While the painting strongly suggests that gendered spheres were indeed emerging just as the United States declared its independence, not all historians support the idea that such a gendered division of society existed during this period. Arguably, the Lockean system may have been an ideal construct, but it was not an entirely accurate portrayal of early national and antebellum American society. Women did find ways in which to operate within the public sphere, which was supposedly masculine and inaccessible to them. Carolyn Lawes argues nicely in her work Women and Reform that such gendered spheres were not the reality in antebellum America. Lawes demonstrates that through the church, sewing circles, work with orphans, and work outside of the home, women found “room to maneuver” and challenge the ideals of Republican Motherhood and the Cult of Domesticity. In essence, by using the very stereotypes that attempted to relegate women to the home, women were able to find ways in which they could “exert themselves and enforce their will upon a rapidly changing community.”

In this light The Copley Family could reveal not only the ideal of the Cult of Domesticity, but the painting could also reveal a society in which public and private spheres merged.  The only other figure besides Copley and his young daughter—the one who is holding onto Susanna in distress—to clearly look at the viewer is Copley’s oldest daughter who stands alone in the center of the painting. In this manner she exerts a degree of independence as she pulls the viewer into the painting to meet her family. She is not tied to the domestic sphere but, like her father, is interacting with the viewer who is in the public sphere. The doll tossed to the side in the painting possibly suggests that this daughter is approaching adulthood since the doll is tied to her through clothing yet has been tossed to the side. This is arguably a young lady who will soon be finding ways to interact in the public sphere.

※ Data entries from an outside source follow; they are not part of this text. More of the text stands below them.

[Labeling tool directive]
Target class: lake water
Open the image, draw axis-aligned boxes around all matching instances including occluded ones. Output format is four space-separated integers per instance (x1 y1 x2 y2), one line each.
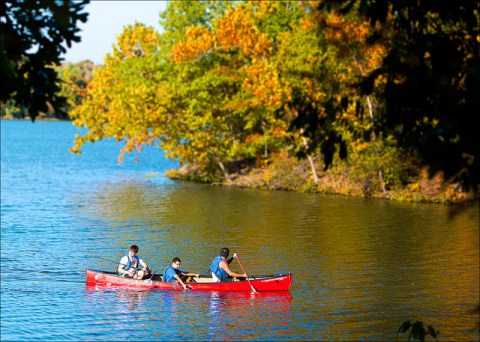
0 121 480 341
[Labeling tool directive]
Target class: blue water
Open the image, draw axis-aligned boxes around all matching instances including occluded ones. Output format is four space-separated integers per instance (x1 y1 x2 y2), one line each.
0 121 479 341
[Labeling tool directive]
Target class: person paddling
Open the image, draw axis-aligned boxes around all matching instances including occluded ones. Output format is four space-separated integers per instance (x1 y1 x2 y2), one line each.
117 245 151 279
163 257 200 289
210 247 247 282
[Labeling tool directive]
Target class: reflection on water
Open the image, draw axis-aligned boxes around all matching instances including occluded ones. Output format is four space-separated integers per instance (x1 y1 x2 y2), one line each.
0 122 480 341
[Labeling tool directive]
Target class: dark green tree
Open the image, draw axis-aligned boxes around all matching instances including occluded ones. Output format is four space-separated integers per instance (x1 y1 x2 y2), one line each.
318 0 480 192
0 0 89 120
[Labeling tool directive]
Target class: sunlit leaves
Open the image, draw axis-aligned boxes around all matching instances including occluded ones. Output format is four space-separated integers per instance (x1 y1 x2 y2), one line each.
72 23 169 160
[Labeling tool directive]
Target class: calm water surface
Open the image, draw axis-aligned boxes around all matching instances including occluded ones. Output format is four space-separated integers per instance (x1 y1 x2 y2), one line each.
0 121 480 341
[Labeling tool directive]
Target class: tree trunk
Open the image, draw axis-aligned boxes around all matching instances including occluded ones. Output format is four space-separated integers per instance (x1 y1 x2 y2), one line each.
301 132 318 183
207 149 232 184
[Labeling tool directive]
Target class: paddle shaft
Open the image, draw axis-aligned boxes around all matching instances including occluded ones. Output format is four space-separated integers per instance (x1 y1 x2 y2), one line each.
235 255 259 293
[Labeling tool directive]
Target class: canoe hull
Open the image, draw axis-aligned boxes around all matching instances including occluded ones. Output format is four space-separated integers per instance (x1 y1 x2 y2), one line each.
86 270 293 292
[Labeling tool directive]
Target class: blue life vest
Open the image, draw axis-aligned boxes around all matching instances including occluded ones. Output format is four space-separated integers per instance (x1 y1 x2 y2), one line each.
123 255 140 271
210 256 228 281
163 266 181 283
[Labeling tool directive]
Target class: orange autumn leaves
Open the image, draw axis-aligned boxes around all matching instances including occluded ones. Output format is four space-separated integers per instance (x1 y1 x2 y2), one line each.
172 6 284 106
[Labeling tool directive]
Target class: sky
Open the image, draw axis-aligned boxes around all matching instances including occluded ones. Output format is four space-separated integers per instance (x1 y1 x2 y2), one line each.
62 0 167 64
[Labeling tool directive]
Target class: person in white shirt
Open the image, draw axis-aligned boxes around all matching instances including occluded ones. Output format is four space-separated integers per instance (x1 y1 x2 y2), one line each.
117 245 151 279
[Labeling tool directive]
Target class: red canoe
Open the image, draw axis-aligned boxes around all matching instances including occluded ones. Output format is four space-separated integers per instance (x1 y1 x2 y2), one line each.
86 270 293 293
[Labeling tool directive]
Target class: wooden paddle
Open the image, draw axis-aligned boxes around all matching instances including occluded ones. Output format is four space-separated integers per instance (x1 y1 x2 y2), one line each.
234 253 260 293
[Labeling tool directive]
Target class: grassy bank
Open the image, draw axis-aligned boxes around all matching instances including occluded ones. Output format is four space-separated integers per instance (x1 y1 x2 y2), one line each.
166 156 478 204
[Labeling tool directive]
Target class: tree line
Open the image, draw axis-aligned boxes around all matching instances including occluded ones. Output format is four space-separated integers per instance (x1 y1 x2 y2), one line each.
1 0 480 199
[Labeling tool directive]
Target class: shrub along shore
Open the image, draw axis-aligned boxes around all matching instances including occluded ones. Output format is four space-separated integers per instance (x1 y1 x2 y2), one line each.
166 157 479 205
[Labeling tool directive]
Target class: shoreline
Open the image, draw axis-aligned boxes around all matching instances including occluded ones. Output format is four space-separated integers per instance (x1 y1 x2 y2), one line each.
165 162 480 206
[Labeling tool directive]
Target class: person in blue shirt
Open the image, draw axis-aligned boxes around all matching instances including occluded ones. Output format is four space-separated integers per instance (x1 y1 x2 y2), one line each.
163 257 200 289
210 247 247 282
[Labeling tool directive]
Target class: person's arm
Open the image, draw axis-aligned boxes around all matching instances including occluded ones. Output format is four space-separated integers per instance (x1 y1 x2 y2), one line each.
227 253 237 265
182 272 200 278
173 274 187 290
219 260 247 278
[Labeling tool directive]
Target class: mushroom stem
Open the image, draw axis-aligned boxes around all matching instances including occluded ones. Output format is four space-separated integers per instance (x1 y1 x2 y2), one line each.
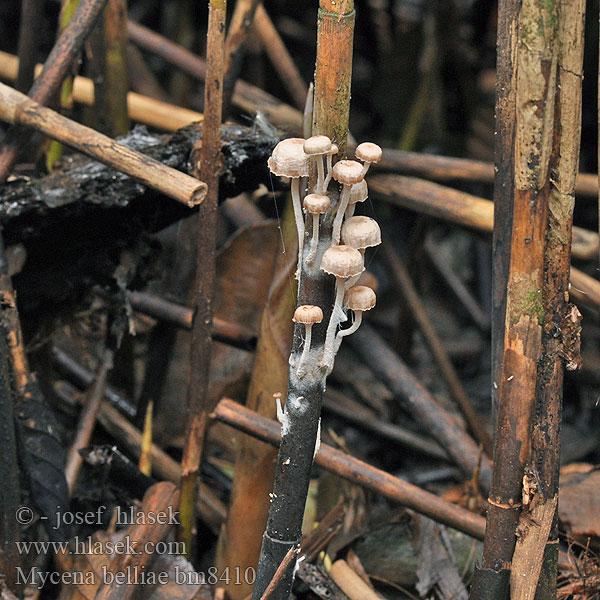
331 184 352 246
334 310 363 356
296 323 312 379
323 152 333 193
323 277 346 372
306 214 319 265
291 177 304 281
316 154 325 194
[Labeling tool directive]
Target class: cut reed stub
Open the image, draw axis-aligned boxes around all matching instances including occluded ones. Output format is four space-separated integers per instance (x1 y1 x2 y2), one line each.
0 83 208 207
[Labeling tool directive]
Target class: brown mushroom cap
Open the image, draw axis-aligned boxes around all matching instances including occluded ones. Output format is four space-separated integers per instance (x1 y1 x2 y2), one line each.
292 304 323 325
348 179 369 204
341 216 381 249
354 142 383 163
267 138 310 179
332 160 364 185
304 194 331 215
321 245 365 278
344 285 377 311
304 135 331 155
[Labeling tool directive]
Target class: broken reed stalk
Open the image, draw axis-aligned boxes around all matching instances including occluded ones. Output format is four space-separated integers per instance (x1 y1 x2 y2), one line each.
252 0 355 600
0 52 204 131
0 83 207 207
423 236 490 333
254 3 308 110
383 246 492 456
88 0 129 137
127 21 302 133
127 291 256 350
15 0 43 93
46 0 79 172
223 0 261 117
211 398 485 540
348 324 492 490
511 0 585 600
471 0 568 600
0 0 107 183
179 0 227 553
374 148 598 198
369 175 599 260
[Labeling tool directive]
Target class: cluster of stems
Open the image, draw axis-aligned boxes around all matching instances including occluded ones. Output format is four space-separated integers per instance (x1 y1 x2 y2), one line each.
253 136 381 599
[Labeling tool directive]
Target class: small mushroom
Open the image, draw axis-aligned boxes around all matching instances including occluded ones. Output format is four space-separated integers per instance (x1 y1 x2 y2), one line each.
323 144 340 191
344 179 369 219
304 135 331 194
354 142 383 177
342 216 381 290
335 285 377 354
304 194 331 265
292 304 323 378
267 138 309 279
321 245 365 370
331 160 364 246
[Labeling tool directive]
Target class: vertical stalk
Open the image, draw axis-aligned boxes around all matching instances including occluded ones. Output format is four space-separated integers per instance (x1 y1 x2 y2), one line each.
528 0 585 600
46 0 79 171
252 0 355 600
179 0 227 552
223 0 260 117
89 0 129 137
15 0 43 93
472 0 569 600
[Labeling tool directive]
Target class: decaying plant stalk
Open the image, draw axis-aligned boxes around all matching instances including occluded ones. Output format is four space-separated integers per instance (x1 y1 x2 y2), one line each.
0 0 107 183
248 0 381 600
179 0 227 552
472 0 583 600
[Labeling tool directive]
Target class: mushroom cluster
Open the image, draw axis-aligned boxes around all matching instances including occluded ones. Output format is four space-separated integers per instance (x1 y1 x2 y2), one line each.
268 135 382 378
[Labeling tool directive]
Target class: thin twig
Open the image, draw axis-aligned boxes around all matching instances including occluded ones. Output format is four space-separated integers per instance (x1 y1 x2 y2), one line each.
15 0 44 93
383 246 492 456
0 84 207 207
0 51 204 131
127 21 302 132
260 547 300 600
254 4 308 110
65 348 113 494
179 0 227 552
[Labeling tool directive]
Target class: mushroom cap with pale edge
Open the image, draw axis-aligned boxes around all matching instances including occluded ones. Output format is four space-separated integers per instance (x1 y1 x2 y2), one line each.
348 179 369 204
304 194 331 215
344 285 377 311
321 244 365 278
331 160 365 185
292 304 323 325
357 271 379 292
267 138 310 179
341 216 381 248
354 142 383 162
304 135 331 154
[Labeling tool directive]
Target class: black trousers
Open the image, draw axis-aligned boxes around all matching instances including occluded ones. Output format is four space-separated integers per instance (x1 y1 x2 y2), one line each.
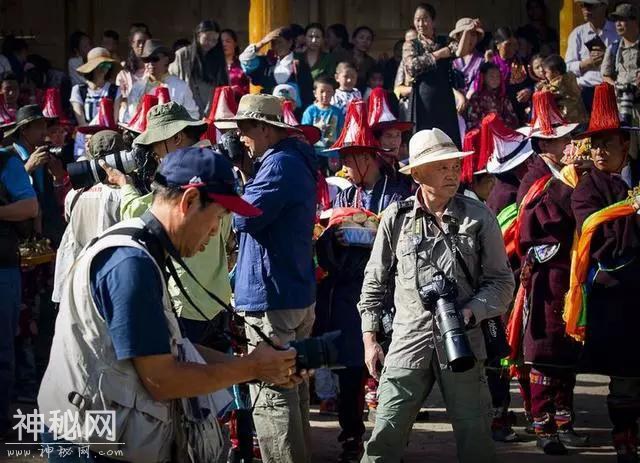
335 366 367 442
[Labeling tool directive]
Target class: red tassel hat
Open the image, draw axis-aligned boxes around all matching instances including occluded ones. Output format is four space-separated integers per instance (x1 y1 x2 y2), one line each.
282 100 322 145
42 87 71 125
200 85 238 145
517 90 578 139
78 97 118 135
120 94 161 133
367 87 413 138
0 93 16 128
575 82 640 138
154 85 171 104
460 129 489 183
479 113 534 174
322 100 385 157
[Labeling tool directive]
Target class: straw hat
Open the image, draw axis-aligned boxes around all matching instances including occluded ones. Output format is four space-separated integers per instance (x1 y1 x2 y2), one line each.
517 90 578 139
133 101 207 145
76 47 120 74
77 97 118 135
480 113 534 174
216 94 293 129
400 128 473 174
4 104 46 137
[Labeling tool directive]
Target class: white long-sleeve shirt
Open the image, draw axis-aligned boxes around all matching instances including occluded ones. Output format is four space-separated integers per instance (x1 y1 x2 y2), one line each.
564 21 619 87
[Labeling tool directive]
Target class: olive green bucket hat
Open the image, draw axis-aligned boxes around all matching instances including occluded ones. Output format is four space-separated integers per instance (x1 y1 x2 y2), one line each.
133 101 207 145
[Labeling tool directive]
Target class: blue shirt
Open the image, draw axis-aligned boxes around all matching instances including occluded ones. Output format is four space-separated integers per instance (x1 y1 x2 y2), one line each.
0 153 36 202
564 21 620 87
302 103 344 150
90 246 171 360
233 138 317 311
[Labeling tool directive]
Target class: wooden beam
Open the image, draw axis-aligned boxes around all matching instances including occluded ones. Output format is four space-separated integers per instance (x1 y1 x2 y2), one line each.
560 0 584 56
249 0 291 93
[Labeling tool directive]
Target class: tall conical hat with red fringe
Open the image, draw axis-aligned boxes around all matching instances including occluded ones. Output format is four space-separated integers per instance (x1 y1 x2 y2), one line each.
42 87 71 125
460 129 489 183
78 97 118 135
120 94 158 133
282 100 322 145
367 87 413 132
323 100 385 156
518 90 578 139
154 85 171 104
480 113 533 174
200 85 238 144
0 93 16 128
576 82 640 138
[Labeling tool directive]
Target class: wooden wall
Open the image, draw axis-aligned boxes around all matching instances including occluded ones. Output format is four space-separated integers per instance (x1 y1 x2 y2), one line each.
0 0 562 67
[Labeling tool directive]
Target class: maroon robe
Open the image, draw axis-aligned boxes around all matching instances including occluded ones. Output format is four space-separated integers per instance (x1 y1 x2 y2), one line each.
520 179 581 367
487 173 520 215
516 154 551 205
571 168 640 377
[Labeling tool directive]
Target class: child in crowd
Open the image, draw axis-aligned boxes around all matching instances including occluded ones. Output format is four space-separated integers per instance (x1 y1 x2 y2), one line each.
0 71 20 118
364 66 384 100
302 75 344 151
331 62 362 115
538 55 589 124
466 62 519 130
529 53 544 87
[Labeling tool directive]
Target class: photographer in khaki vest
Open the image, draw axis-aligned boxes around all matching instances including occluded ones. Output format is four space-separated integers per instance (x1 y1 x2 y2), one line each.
358 128 514 463
38 147 302 462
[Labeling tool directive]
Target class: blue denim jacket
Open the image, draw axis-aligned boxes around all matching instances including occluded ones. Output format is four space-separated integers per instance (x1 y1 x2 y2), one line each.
233 138 317 311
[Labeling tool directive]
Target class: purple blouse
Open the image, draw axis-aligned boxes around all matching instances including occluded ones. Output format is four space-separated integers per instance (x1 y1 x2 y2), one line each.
453 51 484 94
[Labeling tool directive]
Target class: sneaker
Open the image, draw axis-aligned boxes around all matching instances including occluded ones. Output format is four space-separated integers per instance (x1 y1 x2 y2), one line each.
320 399 338 415
558 426 589 447
491 426 522 443
338 437 364 463
536 434 569 455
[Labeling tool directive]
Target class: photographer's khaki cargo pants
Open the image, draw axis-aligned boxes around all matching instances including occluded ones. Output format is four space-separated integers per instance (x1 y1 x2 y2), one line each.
245 304 315 463
361 355 497 463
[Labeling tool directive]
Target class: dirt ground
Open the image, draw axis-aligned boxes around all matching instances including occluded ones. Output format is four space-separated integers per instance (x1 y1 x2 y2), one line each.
311 375 616 463
0 375 615 463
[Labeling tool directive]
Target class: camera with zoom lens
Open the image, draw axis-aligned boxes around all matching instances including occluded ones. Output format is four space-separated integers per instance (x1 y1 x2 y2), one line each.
217 131 247 164
289 331 344 371
418 272 476 373
67 145 157 190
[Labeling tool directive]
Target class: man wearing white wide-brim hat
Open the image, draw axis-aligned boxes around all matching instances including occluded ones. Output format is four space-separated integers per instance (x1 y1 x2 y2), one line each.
358 128 514 463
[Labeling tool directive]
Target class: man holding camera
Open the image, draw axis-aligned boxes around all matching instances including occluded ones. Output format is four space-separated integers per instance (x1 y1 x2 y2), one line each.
221 95 317 463
101 102 231 347
358 128 514 462
38 148 301 462
51 130 125 303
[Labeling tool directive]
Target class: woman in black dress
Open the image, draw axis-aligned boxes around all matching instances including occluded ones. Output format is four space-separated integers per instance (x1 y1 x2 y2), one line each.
402 3 476 147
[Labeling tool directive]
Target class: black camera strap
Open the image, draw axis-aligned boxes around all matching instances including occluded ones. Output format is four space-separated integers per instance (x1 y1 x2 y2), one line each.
141 211 282 350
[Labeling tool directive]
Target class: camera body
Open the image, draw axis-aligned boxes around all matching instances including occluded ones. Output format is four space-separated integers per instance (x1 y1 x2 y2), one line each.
217 131 247 164
289 331 343 371
418 272 476 373
67 145 157 190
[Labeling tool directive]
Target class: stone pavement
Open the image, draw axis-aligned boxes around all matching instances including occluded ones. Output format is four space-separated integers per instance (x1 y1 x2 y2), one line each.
0 375 616 463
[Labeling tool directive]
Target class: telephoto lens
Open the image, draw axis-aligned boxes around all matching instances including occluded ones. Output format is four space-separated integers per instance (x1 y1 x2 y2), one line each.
418 272 476 373
289 331 344 371
67 146 147 190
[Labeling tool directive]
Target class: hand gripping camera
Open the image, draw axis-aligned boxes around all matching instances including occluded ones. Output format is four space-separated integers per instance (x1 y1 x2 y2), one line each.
418 272 476 373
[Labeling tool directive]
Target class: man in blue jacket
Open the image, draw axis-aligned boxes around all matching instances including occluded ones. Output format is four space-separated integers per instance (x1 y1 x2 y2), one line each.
220 95 317 463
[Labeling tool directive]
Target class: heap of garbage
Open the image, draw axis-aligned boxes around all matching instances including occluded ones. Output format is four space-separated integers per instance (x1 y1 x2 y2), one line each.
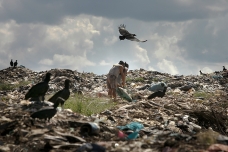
0 67 228 152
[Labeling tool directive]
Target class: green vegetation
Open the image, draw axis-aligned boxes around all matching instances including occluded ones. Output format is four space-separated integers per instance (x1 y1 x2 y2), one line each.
193 91 213 99
64 94 117 116
0 81 30 91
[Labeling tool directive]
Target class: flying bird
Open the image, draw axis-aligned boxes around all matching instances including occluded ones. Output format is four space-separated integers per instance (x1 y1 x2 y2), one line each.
25 72 51 101
119 24 147 42
48 79 70 106
10 59 13 66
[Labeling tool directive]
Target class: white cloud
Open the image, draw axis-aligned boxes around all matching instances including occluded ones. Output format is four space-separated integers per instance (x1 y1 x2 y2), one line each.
39 54 96 70
201 67 214 73
157 59 178 74
135 44 150 65
99 60 111 66
148 66 156 71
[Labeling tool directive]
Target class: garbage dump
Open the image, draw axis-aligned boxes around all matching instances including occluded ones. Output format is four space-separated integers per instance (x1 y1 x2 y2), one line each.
0 66 228 152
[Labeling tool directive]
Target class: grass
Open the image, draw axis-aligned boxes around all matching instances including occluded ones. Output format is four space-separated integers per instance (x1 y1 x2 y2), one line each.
64 94 116 116
0 81 30 91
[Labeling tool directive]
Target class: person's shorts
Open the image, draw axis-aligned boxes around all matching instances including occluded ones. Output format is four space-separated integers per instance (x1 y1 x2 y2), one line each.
107 75 118 89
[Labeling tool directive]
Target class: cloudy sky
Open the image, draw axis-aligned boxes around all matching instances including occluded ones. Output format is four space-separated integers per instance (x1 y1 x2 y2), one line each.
0 0 228 75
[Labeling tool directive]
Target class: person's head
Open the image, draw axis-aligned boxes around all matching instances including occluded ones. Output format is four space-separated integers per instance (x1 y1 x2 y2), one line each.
124 62 129 69
119 60 124 66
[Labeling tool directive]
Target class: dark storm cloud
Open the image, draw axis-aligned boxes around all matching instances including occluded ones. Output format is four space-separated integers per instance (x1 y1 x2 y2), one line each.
0 0 227 24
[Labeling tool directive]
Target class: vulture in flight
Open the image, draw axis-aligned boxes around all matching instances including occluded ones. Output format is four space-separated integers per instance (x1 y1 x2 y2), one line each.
119 24 147 42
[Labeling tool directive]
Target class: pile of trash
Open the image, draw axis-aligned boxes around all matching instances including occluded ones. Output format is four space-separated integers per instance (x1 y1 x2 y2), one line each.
0 67 228 152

The floral pattern on the carpet allows the private sphere to merge with the public sphere that Copley reveals to the viewer. The floral pattern on the carpet ties the home to the public sphere, thus suggesting that the two spheres are interconnected, similar to the “unofficial sphere” that Catherine Allgor examines in her work Parlor Politics, in which the women of Washington D.C. allowed their homes to become the medium through which national political issues could be settled. In this manner, The Copley Family not only reflects the themes related to Republican Motherhood and the Cult of Domesticity, it also nicely reflects the rich and complex historiography surrounding women’s history during the early national and antebellum periods.  This is a painting that serves nicely as a window to the past!